The working process of the device for inserting the flat wire hairpin into the stator is as follows:
the flat wire hairpin is placed into the stop block gap on the periphery of the charging barrel by a robot or manually, the servo rotating motor 20 drives the die to rotate for a certain angle, the next flat wire hairpin is placed, and the above circulation is carried out until the first layer of the die is full. In this process, the flat wire hairpins on the outer periphery of the barrel are supported so as to be prevented from falling off (for example, by an outer sheath) from the barrel.
After the first layer is fully laid, the servo executing part 11 moves to drive the cone 27 to move along the slope 263 of the baffle 26, so that the baffle 26 extends out of the groove 241 of the charging barrel 24 by a certain size, the next layer of hairpin starts to be laid, and the steps are repeated to lay the hairpin with the specified layer number.
After all the hairpin placement is completed, the sensor 28 judges the initial position of the mold, the stator core moving assembly conveys the stator in place, and the positioning is carried out by the mandrel guide ring 29 and the guide groove positioning block 31.
After the steps are completed, the servo pushing assembly 5 moves to drive the pushing sleeve 10 to push the flat wire hairpin, so that the end part of the hairpin is pressed into the stator core by a certain size.
After the end parts of all the hairpins are inserted into the stator core wire slots, the servo executive component 11 drives the push sleeve 10 to retreat, and the baffle 26 retracts into the material barrel slot under the action of spring force. And simultaneously, the support for the flat wire hairpins on the periphery of the charging barrel is removed.
The servo pushing component 5 continues to drive the pushing sleeve 10 to move forwards, the card is completely pressed to the designated position all the time, and finally all the components of the system return to the initial positions to finish card-sending and wire-plugging.

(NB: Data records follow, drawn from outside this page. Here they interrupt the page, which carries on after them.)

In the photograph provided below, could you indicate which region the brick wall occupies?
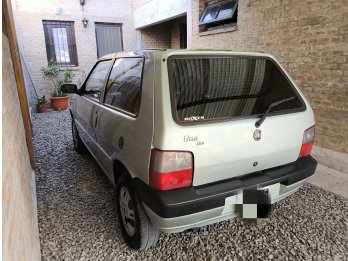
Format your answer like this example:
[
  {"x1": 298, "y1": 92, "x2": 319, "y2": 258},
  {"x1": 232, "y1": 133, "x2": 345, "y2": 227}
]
[
  {"x1": 192, "y1": 0, "x2": 348, "y2": 153},
  {"x1": 140, "y1": 16, "x2": 186, "y2": 49},
  {"x1": 2, "y1": 33, "x2": 41, "y2": 261},
  {"x1": 15, "y1": 0, "x2": 136, "y2": 104}
]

The above description is only a preferred embodiment of the present invention and is not intended to limit the present invention, and various modifications and changes may be made by those skilled in the art. Any modification, equivalent replacement, or improvement made within the spirit and principle of the present invention should be included in the protection scope of the present invention.